What Is Interactive Content?
Interactive content is, well, content that requires the learner to interact in some way. It’s about turning learning from a passive activity into an active one. The learner must engage with the course content in some way, which makes them an active participant.
You can think of it more like a two-way flow of information between the lesson and the learner if that helps. Think of social media – a brand you follow makes a post and you comment on it. The brand then replies, creating interactivity and a two-way flow of information. It’s engaging in a way that simply reading the post could never be.
Exploring the Benefits of Interactive Content
Why bother retooling your L&D strategy to ensure it includes interactive content? Simply put, the dangers of not doing so are too great. The benefits offered by blending this content in with other types far outweigh the costs and time constraints of doing so. What are those benefits, though? Here’s a quick rundown:
- Emotional Triggers: Learning should not be an emotional void. It should be enjoyable, engaging, uplifting – things that can only be achieved when you trigger your learners’ emotions. That can be done through evocatively told stories and scenarios, animation, games, and so much more.
- Strengthen Decision-Making: Remember that two-way flow of information we talked about? It’s good for more than just engagement. It can also strengthen decision-making skills and build confidence in your learners. Imagine if employees emerged from a course empowered and emboldened to make decisions based on new knowledge!
- Improved Engagement: Engagement is one of those often-touted but poorly understood metrics, and that’s largely because it can’t be measured directly. However, it can be measured obliquely – think of employee performance, longevity with your organization, connection with coworkers, and ability to focus on the task at hand. All of those are possible when you boost engagement in training content.
- Knowledge Retention: The entire point of your learning and development strategy is to help your employees gain the knowledge they need for success. To do that, they must retain the information imparted during training, but that is easier said than done.
This is particularly true if your courses are outdated and not interactive. With interactivity comes improved knowledge retention, which means higher assessment scores, but also a better ability to apply knowledge learned within real-world situations. In other words, your employees will be able to do what they’re supposed to do, better.

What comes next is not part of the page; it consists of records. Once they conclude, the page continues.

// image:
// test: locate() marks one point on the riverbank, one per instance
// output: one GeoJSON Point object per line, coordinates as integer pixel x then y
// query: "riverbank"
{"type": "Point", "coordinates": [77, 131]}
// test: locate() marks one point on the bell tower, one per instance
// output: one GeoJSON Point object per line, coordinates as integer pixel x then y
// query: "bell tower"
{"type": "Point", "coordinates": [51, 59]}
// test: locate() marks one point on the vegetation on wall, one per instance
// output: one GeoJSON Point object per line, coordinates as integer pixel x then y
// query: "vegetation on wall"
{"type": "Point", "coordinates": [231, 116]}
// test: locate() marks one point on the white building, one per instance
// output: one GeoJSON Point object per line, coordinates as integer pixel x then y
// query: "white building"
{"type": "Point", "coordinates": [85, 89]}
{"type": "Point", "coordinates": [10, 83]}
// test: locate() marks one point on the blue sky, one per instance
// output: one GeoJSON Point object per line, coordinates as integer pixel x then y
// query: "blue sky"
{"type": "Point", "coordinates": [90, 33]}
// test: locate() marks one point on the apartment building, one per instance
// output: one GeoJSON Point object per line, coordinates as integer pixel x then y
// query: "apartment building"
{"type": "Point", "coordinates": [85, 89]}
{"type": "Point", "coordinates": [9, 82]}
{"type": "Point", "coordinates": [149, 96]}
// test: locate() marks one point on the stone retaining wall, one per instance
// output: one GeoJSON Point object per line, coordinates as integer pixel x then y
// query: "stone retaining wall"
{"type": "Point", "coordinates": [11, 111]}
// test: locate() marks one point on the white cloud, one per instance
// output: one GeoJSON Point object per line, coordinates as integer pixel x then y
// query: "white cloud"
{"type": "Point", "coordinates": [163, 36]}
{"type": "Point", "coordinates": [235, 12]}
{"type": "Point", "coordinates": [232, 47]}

- Create a Sense of Curiosity: Take a look at the most successful people within your organization. What do they all have in common? Most of them likely have a love of learning fueled by an innate sense of curiosity. It’s that curiosity that drives learning and growth, and interactive content can create the same result in your learners.
What Type of Content is “Interactive”?
With a better understanding of what interactive means in a learning and development setting, let’s address the question of what type of content fits the bill. Is it gamifying? Is it multiple-choice questions? Yes, it is both of those and more.

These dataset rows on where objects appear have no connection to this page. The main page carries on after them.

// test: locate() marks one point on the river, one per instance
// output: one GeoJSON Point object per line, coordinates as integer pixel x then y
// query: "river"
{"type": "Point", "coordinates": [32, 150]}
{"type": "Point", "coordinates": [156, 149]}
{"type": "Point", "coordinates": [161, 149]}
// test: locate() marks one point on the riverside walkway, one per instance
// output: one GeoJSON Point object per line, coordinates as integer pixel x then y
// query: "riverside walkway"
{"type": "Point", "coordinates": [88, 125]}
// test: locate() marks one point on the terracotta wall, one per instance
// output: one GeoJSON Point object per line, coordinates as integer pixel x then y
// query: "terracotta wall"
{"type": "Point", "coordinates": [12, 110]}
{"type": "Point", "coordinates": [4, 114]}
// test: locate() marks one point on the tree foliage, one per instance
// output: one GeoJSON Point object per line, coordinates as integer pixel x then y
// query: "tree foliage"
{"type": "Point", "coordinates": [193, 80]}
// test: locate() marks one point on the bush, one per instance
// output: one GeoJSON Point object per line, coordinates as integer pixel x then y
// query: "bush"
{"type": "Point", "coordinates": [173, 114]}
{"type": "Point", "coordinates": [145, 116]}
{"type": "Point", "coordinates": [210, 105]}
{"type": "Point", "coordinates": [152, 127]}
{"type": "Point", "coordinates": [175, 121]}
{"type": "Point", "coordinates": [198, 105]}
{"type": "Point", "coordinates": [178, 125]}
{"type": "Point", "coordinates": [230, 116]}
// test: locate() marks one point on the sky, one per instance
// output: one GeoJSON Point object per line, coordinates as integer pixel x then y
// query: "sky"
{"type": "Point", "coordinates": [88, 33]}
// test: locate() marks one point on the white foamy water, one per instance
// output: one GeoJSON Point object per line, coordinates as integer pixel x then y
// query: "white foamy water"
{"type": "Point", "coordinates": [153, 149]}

Some examples of interactive content include the following:
- Timed quizzes that pit learners against one another
- Multiple-choice questions
- Choose-your-own-adventure-style scenarios
- The ability to earn badges or access areas based on achievements
If you’re paying attention, you probably noticed a couple of elements traditionally included in interactive content are missing from our list. Where is video? What about animation?

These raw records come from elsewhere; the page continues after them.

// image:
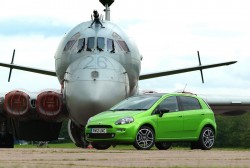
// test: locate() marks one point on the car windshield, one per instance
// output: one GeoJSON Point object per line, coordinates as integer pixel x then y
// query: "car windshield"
{"type": "Point", "coordinates": [136, 103]}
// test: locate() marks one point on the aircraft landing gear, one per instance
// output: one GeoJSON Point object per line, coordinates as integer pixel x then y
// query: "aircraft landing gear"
{"type": "Point", "coordinates": [77, 135]}
{"type": "Point", "coordinates": [6, 138]}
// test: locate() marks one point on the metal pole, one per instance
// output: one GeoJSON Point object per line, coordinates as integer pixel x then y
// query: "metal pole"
{"type": "Point", "coordinates": [107, 12]}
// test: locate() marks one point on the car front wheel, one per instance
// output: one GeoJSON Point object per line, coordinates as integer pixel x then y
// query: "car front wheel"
{"type": "Point", "coordinates": [100, 146]}
{"type": "Point", "coordinates": [207, 138]}
{"type": "Point", "coordinates": [145, 138]}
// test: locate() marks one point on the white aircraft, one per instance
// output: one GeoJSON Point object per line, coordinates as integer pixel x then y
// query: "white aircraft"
{"type": "Point", "coordinates": [97, 66]}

Here’s the thing. Those are not interactive in and of themselves. Sure, watching a video is more engaging than reading a block of text. An animated slide show might be more engaging than a text-based story, too. However, they lack the two-way flow of information required for interactivity.
Does that mean you should leave them out of your strategy? Not at all. They’re important parts of creating an engaging, successful plan. You just need to think of new ways to include them and to make them more interactive than they have been in the past.
Does All Content Need to Be Interactive?
There’s a sense today that for L&D to move forward, interactivity must be the rule. That’s untrue. There is such a thing as being too interactive.
You must balance interactive content with traditional content and walk a middle line. Too much interactive content can drive up time to complete modules, as well as costs and development complexity. Too little, and you lose the benefits offered by interactive content in the first place.
In other words, don’t ditch text and static images just yet. Combine them with interactive elements to create an engaging, immersive experience that provides the best of all worlds.
Moving Your L&D Forward
Interactive content is much-hyped today and for good reason. It offers some pretty important benefits and is capable of transforming lagging training into something much better. It can even help create deeper change within an organization’s very culture. However, it is not a panacea, nor should every bit of content in your courses be interactive.
It’s important to strike a balance, as with most other things in life. The middle road between too much interactivity and too little offers the right mix of benefits. With that being said, the most critical element is to have a modern learning management system (LMS) in place. The right LMS will be able to support any type of content you develop (and/or give you access to a robust library of existing content that can be used as-is or customized to meet your needs).